Presenter: Mike Barrett, Director, Global OEM Sales
Executive Forum, Hall B2
16:10 CET | Wednesday, November 17, 2021
In response to global chip shortages, many semiconductor fabs have started to demand even higher throughput from the equipment on their manufacturing floors. While process timing is often constrained by physics, opportunities do exist to reduce wait time waste by optimizing the manner in which substrates are scheduled within complex tools, for example, in equipment that combines multiple operations within a single cluster.

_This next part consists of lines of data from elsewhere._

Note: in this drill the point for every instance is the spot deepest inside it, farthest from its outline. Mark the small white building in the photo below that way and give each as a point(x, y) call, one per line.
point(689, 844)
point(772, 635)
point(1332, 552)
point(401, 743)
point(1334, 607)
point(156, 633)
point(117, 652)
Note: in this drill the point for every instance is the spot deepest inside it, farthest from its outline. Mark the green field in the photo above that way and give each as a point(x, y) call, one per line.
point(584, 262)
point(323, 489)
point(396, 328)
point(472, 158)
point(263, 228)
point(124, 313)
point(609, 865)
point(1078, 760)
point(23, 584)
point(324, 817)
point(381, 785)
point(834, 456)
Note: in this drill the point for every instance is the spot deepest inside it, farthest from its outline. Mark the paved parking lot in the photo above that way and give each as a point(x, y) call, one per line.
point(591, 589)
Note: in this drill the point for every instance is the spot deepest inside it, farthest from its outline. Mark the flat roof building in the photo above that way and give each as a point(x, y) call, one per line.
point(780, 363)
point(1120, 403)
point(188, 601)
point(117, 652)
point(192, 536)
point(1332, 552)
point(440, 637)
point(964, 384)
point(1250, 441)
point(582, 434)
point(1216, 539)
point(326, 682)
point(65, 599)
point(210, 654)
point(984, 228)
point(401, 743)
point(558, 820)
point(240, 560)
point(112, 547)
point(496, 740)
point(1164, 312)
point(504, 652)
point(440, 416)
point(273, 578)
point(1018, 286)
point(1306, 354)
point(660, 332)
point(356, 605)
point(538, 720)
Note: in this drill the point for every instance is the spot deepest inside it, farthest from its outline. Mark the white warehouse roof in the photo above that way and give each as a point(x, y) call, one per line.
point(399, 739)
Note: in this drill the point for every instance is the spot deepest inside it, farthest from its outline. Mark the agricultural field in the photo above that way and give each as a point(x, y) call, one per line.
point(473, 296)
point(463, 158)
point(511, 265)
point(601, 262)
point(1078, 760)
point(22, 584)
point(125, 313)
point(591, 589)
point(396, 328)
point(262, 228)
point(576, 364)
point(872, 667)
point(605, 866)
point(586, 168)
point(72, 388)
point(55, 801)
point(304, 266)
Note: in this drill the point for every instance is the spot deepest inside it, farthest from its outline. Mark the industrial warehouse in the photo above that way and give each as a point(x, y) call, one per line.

However, scheduling wafer flows within a complex cluster tool – particularly in a high-volume, high-mix environment – presents several engineering challenges for optimizing wafer movements. Is it possible to avoid deadlocks and maximize throughput while enforcing strict process and recipe rules? When a tool’s components are operating in a degraded mode or are disabled for maintenance, can the equipment continue to perform efficiently? A tight labor market that requires OEMs to make tough decisions about where to allocate scarce expert developers compounds the challenge.
Advances in artificial intelligence (AI) and machine learning have introduced the possibility for automated solutions that can discover optimal routing in real time, replacing the effort for creating high-quality substrate schedulers manually. Such an approach would increase fab throughput while simultaneously reducing time to market and engineering effort for OEMs.
In this talk, PEER Group will compare three generations of cluster tool schedulers: Traditional, Offline optimized via machine learning, and Real-time equipment optimization using AI.